Si le locataire profite de certains droits dès la signature du bail, il s’engage également à respecter certaines obligations et le règlement de copropriété.
Plusieurs acteurs participent à la vie et au bon fonctionnement d’un immeuble en copropriété. Représentant des copropriétaires, le conseil syndical (composé de copropriétaires) et le syndic sont notamment chargés de l’administration et de la gestion de la copropriété. Mais si certains logements de la copropriété sont habités par les copropriétaires eux-mêmes, d’autres sont parfois occupés par des locataires. Dans ce cas, le copropriétaire est responsable des actions de son locataire et des troubles éventuels envers les autres copropriétaires. Alors quels sont les droits et les obligations des locataires dans une copropriété ? Et quelles relations entretiennent-ils avec le syndic ?
Quels sont les droits du locataire ?
Lorsqu’il loue un logement au sein d’une copropriété, le locataire profite de certains droits. Les bailleurs doivent notamment fournir un logement décent et en bon état, assurer la tranquillité du locataire, lui transmettre ses quittances de loyer et notifier des décisions importantes. Ils sont également tenus responsables en cas de dommages dus au non-respect de leurs obligations légales.
Un logement décent
Le propriétaire doit fournir à son locataire un logement décent, en bon état de fonctionnement et équipé pour lui garantir un confort minimal.
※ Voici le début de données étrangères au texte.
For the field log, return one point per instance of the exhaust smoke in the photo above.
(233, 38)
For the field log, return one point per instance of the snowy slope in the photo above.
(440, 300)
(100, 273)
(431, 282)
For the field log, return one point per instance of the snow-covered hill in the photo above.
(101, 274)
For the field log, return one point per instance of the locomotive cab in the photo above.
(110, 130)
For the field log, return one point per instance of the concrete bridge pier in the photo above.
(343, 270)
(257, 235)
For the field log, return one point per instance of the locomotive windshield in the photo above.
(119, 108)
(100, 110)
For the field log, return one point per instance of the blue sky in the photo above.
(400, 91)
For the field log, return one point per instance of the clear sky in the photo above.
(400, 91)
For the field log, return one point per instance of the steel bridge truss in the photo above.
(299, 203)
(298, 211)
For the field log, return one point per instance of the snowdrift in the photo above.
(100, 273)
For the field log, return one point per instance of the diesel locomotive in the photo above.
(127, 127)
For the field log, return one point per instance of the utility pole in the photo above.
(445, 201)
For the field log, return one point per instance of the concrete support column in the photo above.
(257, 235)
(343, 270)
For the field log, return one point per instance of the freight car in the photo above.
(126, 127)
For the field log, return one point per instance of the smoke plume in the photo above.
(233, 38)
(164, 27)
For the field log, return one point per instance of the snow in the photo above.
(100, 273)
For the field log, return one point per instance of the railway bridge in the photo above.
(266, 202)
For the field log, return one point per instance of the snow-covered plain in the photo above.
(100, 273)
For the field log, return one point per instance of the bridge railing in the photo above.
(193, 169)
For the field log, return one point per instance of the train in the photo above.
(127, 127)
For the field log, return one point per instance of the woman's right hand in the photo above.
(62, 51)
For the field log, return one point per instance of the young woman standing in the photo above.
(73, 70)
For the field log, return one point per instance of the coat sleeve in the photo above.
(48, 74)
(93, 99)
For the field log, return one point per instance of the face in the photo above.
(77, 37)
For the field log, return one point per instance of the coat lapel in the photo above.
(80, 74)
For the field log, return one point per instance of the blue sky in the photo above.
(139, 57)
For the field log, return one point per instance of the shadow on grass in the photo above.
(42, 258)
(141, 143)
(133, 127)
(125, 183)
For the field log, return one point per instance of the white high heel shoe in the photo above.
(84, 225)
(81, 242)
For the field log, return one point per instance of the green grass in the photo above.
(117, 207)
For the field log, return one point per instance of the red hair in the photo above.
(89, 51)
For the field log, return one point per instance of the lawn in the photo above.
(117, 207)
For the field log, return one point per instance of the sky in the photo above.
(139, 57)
Pour être considéré comme décent, le logement loué doit :
fournir une surface habitable minimum : le logement doit comporter au moins une pièce principale, avec une surface habitable de 9 m² et une hauteur sous plafond de 2,20 mètres minimum, ou avec un volume habitable de 20 m³ ;
ne pas présenter de risque pour la sécurité ou la santé du locataire : clos et couvert, le logement doit être protégé contre les infiltrations d’air, comporter des garde-corps et des escaliers sécurisés, permettre une aération suffisante, être équipé de réseaux, branchements et appareils conformes aux normes de sécurité, comporter une pièce qui donne sur l’extérieur…
ne pas être infesté par des animaux nuisibles ou des parasites ;
respecter un critère de performance énergétique minimale ;
comporter certains équipements, le rendant conforme à un usage d’habitation : chauffage, eau potable, évacuation des eaux usées, cuisine, sanitaires intérieurs, réseau électrique.
Si le logement n’est pas décent, le locataire dispose de recours. En revanche, cela ne le dispense pas du paiement de son loyer. Si le propriétaire bailleur ne fait pas les travaux demandés, il peut être sanctionné par le juge (réduction du loyer, dommages et intérêts au locataire).
Un logement en bon état
Le propriétaire doit fournir à son locataire un logement en bon état d’usage et de réparation. Les équipements doivent être en bon état de fonctionnement. Pendant toute la durée de la location, le bailleur doit réaliser les travaux nécessaires à l’entretien du logement et à son maintien en bon état (réparation du ballon d’eau chaude, réparation d’un volet roulant défectueux…), en dehors des réparations locatives. Le propriétaire prend également en charge tous les travaux nécessaires à l’amélioration des parties communes (ravalement de façades, remplacement de l’ascenseur…).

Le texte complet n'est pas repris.